Frequency of the TA haplotype in each population and macro population analyzed in this study.

Source: Prepared by the authors of this study.
Full size


The high level of linkage between the rs3749474T and rs4864548A risk alleles of the CLOCK gene reported here reinforces the observation of the study by Pino-Astorga et al. [7], as both risk alleles are jointly inherited in approximately 44.8% of the chromosomes in the Latin American population. In comparison, in the remaining 55.2%, the non-risk CG haplotype is inherited.

The high divergence of the African macro population could be due to the interaction of dietary patterns and biological adaptation [9] and dietary changes experienced during the food transition [10]. The differences among the remaining four macro populations could be due to specific selective pressures during the settlement of the different continents.

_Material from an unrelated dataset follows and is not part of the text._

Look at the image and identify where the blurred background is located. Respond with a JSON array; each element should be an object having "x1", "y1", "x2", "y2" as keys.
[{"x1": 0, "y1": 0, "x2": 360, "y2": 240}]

The high homogeneity between populations within each macro population is striking, which reinforces our hypothesis of heterogeneity between macro populations. The high divergence observed in the Lima population, which exhibited a high frequency of the TA haplotype, requires further analysis. One possible explanation for this is the greater accumulation of alleles of Asian origin, considering the history of settlement and miscegenation in Peru.

One limitation of the present work is the existence of population particularities that are not covered here. An example of this is the existence of different ancestries within macro populations, as is the case of indigenous populations in Latin America. This need becomes evident when observing the high frequency of the TA haplotype in Lima, Peru. This country presents a higher Native American ancestry than the other Latin American populations studied here. Despite this limitation, the evidence collected establishes the existence of the TA haplotype rs3749474-rs4864548 with a relatively high frequency and linkage disequilibrium, a candidate marker for a risk study of overweight and obesity in the Latin American population.


The high level of linkage between the rs3749474T and rs4864548A risk alleles, together with their relatively high frequency in the Latin American population, allow us to confirm the existence of the TA haplotype for these polymorphisms. This finding warrants further research at a population level to establish its relationship with the development of obesity and overweight.